Torcik był wspaniałą niespodzianką, niespodzianką prawdziwą, bo zupełnie niespodziewaną:) Mężowi smakował bardzo, bo łączył w sobie gorzki smak pysznej czekolady, słodkość i chrupkość bezy i kwaśny smak konfitury z czarnej porzeczki...
Są takie okazje o których warto pamiętać i pewne rocznice dla innych nieistotne, a dla mnie najważniejsze...na zewnątrz zima, a w sercu sentymenty, wspomnienia.
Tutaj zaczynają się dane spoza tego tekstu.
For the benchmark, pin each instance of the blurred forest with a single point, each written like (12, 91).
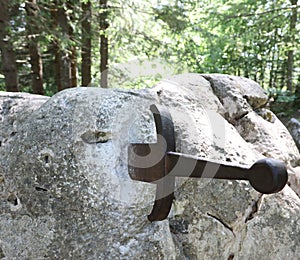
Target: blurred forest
(47, 46)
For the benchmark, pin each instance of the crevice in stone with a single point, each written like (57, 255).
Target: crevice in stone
(178, 226)
(1, 253)
(13, 199)
(95, 137)
(254, 209)
(41, 189)
(230, 257)
(220, 221)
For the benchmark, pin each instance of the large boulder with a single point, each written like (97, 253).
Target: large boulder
(65, 191)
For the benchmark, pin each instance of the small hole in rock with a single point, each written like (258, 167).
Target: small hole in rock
(46, 159)
(13, 199)
(40, 189)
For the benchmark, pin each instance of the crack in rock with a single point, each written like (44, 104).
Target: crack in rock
(254, 209)
(221, 221)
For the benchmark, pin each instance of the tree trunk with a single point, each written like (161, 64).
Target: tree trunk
(63, 56)
(104, 43)
(86, 53)
(290, 60)
(34, 53)
(73, 67)
(9, 65)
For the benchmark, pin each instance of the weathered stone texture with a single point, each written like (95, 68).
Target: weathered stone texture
(65, 192)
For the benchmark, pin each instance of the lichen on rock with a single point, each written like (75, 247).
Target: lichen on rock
(65, 191)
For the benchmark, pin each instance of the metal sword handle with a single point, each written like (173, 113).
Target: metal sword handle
(266, 175)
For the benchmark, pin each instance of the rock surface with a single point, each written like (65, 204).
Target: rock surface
(65, 192)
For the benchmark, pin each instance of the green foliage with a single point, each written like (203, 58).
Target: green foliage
(247, 38)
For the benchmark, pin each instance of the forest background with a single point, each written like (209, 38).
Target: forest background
(50, 45)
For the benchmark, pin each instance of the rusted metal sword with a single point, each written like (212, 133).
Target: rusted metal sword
(159, 164)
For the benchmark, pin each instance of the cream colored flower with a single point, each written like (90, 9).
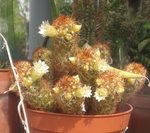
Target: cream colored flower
(39, 69)
(76, 27)
(84, 91)
(100, 94)
(47, 30)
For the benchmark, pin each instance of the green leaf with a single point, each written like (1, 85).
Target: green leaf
(143, 44)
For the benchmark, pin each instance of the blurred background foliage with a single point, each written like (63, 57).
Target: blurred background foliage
(13, 25)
Tak to już z nami jest, że ja pamiętam, a on celebruje ze mną, przytula, głaszcze po głowie i po prostu jest...za to dziękuję... smacznego Kochani...
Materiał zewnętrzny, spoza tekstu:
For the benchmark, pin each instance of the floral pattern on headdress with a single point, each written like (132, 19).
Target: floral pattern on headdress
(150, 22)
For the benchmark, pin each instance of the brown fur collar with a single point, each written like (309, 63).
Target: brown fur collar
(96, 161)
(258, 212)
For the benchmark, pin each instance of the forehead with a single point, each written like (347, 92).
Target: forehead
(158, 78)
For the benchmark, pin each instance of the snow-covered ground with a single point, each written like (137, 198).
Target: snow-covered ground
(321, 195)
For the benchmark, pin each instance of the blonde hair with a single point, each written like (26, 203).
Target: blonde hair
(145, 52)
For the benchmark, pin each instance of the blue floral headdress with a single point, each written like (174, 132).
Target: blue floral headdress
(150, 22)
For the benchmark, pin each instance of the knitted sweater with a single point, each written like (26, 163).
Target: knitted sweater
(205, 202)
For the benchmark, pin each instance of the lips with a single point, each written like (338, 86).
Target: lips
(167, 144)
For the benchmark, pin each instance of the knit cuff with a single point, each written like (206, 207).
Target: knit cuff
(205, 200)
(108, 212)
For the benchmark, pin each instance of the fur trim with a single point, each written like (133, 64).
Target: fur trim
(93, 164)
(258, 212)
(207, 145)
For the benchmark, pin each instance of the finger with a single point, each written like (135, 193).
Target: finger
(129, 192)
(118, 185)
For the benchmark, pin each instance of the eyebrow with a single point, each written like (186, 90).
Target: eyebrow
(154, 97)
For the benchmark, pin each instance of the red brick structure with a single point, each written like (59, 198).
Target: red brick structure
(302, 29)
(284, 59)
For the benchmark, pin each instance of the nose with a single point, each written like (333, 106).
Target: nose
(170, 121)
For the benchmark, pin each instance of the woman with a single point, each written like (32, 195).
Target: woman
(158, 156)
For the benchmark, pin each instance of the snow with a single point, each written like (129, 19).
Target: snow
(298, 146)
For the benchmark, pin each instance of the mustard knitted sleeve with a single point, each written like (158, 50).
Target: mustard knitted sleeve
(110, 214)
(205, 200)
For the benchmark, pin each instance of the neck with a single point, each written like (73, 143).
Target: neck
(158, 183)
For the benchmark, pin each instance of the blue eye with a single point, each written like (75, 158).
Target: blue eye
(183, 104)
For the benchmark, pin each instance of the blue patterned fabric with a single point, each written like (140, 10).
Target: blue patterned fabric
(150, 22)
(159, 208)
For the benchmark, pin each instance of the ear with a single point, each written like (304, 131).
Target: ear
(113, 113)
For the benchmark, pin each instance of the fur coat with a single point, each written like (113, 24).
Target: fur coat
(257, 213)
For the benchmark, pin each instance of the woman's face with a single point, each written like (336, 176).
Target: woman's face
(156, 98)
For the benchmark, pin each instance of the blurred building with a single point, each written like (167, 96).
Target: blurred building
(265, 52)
Przepis mocno zainspirowany pomysłem Liski z white plate, na tort bezowy właśnie:)
Składniki:
beza:
5 białek (z dużych jajek)
250 g drobnego cukru
krem:
500 ml śmietany kremówki 36 %
1 tabliczka gorzkiej czekolady
1 łyżeczka żelatyny plus jedna łyżeczka ciepłej wody
Przygotowanie bezy
Białka ubijamy najpierw na a małych obrotach, stopniowo je zwiększając, na sztywna pianę. powoli dodajemy cukier, ubijając nadal, aż masa stanie się błyszcząca i sztywna. Na papierze do pieczenia obrysowujemy dwa okręgi o średnicy 20 cm, W obrębie tych okręgów wykładamy bezy. Blachę wkładamy do piekarnika nagrzanego do temperatury 170 stopni, po 10 minutach zmniejszamy temperaturę do 140 stopni, po kolejnych 10 minutach zmniejszamy do 120 stopni i pieczemy jeszcze 20 minut. Ważne! Bezę pieczemy bez termoobiegu, bo inaczej za szybko wyrośnie i popęka. (moja odrobinę popękała, ale nie na tyle, żeby był problem ją przenieść, nie kruszyła się na kawałki)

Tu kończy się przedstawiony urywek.